Gestational surrogacy is the process by which intended parents use either the intended mother’s own eggs or donated eggs to create a child with the intended father’s sperm or donor sperm through in vitro fertilization. The surrogate becomes pregnant by transfer of some of the embryos into her uterus on the third or fifth day after the eggs are harvested and fertilized. The surrogate mother makes no genetic contribution to the creation of the child. Donated eggs are usually from anonymous donors, but some physicians will permit intended parents to accept eggs from the sister or other relatives of the intended mother, or another person known to the intended parents. With many infertility physicians, the eggs can be fertilized by injecting a single sperm into each egg if the intended father’s sperm count or quality is poor, and donor sperm may be utilized if necessary. The embryos not used in the first transfer are then frozen for potential later use by the intended parents.
Couples using gestational surrogacy to create their family often do so because the intended mother has good egg quality, but simply cannot carry a child due to uterine problems, such as misshapen uterus, poor lining or uterine cavity quality, endometriosis, placenta accreta or increta from a prior pregnancy, or removal of the uterus. With a gestational surrogacy in that situation, the intended parents will be the genetic mother and father of their child when the intended father’s sperm is used. Additionally, even where the intended mother’s eggs cannot be used in a gestational surrogacy, regardless of whether the intended father’s sperm can be used, some couples are more comfortable with gestational surrogacy through an anonymous egg donation rather than traditional surrogacy where the surrogate would have a genetic link to their child.

Egg Donation

A woman desiring to be an egg donor provides several eggs during one cycle to the intended parents to help them create their child. Egg donation is highly desirable for intended parents, regardless of whether the intended mother or a gestational surrogate will ultimately carry the pregnancy because the donated eggs belong solely to the intended parents immediately when the doctor harvests them from the egg donor’s ovaries. The egg donor has no claim or control over the eggs or resulting embryos, regardless of whether they will be fertilized with the sperm of the intended father or donor sperm, and regardless of whether the resulting embryos will be transferred to the uterus of the intended mother or a gestational surrogate.
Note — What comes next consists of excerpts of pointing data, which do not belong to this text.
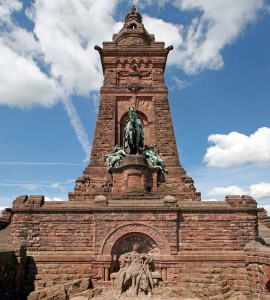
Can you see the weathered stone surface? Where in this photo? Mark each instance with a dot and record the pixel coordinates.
(201, 250)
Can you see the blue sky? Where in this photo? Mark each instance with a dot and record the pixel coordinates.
(217, 75)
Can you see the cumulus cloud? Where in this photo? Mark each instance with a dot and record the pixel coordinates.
(1, 209)
(58, 186)
(259, 191)
(56, 60)
(238, 149)
(267, 208)
(167, 32)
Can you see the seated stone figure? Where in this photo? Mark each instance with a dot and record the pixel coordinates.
(153, 158)
(114, 158)
(134, 276)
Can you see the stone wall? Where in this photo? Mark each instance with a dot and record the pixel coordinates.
(258, 266)
(220, 230)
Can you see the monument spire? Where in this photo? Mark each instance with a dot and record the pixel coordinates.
(134, 118)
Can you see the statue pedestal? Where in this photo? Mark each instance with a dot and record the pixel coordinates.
(134, 175)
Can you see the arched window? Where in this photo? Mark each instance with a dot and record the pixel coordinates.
(133, 26)
(123, 120)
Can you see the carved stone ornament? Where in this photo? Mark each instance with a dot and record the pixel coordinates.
(134, 277)
(156, 236)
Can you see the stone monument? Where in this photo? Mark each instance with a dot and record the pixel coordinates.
(135, 226)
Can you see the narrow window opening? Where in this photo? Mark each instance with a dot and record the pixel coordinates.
(133, 26)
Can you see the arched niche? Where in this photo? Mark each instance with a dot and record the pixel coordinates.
(123, 120)
(125, 244)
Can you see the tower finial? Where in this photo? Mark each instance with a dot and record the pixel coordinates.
(133, 8)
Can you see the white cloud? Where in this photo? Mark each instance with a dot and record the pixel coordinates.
(260, 190)
(21, 82)
(7, 8)
(179, 84)
(58, 186)
(78, 127)
(237, 149)
(267, 208)
(1, 209)
(167, 32)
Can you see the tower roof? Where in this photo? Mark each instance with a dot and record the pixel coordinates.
(133, 31)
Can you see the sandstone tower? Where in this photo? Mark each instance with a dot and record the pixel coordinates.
(208, 250)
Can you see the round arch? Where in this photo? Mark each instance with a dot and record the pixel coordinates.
(147, 236)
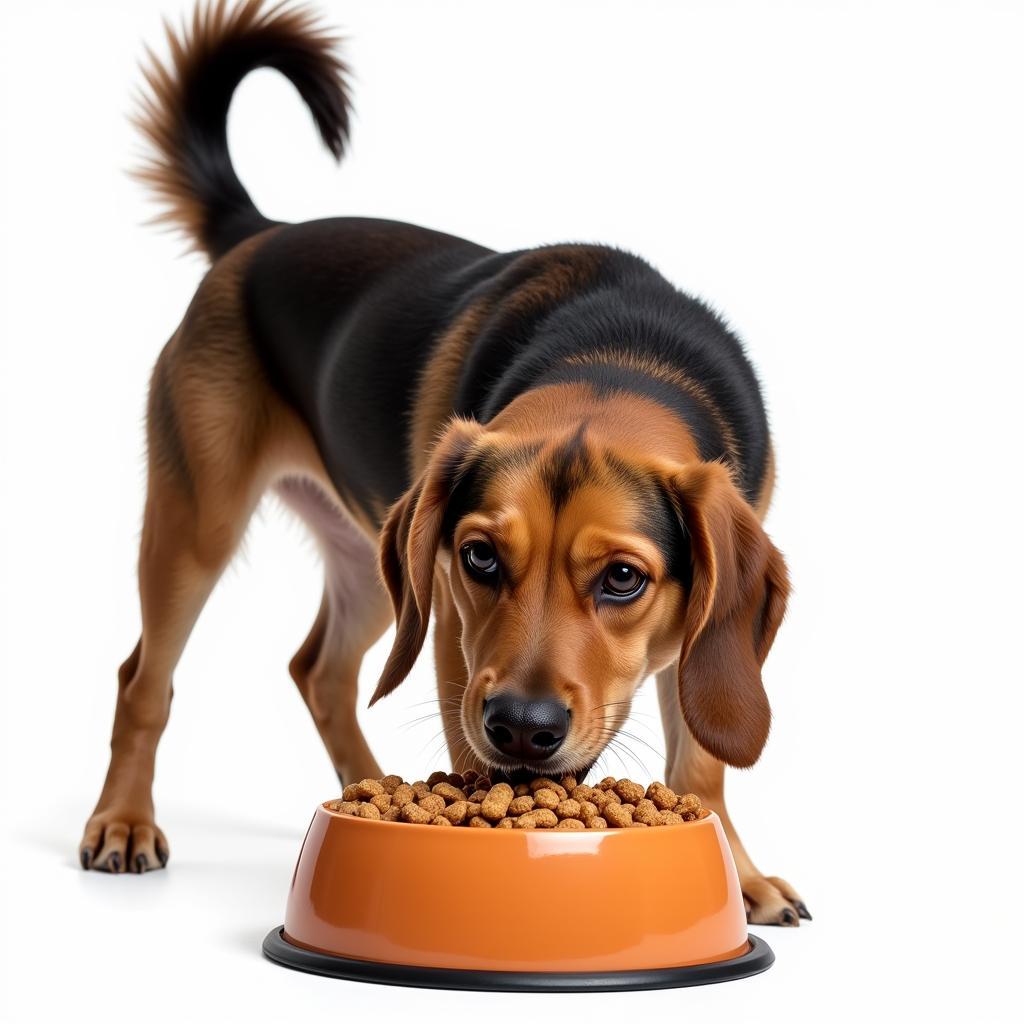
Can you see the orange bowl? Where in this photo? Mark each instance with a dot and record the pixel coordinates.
(516, 909)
The egg donor receives injections of fertility drugs for seven to ten days to create multiple eggs at once for the intended parents, with a final injection of another hormone to cause the eggs to mature. Egg retrieval takes place in the operating room, usually while the donor is awake but under sedation. General anesthesia is available with some physicians so that the egg donor will not be awake. The eggs are aspirated directly from the donor’s ovaries, which are usually accessed vaginally under ultrasound guidance. Embryos resulting from the egg donation and not transferred to the uterus of the intended mother or a surrogate by day three or five are frozen for the intended parents.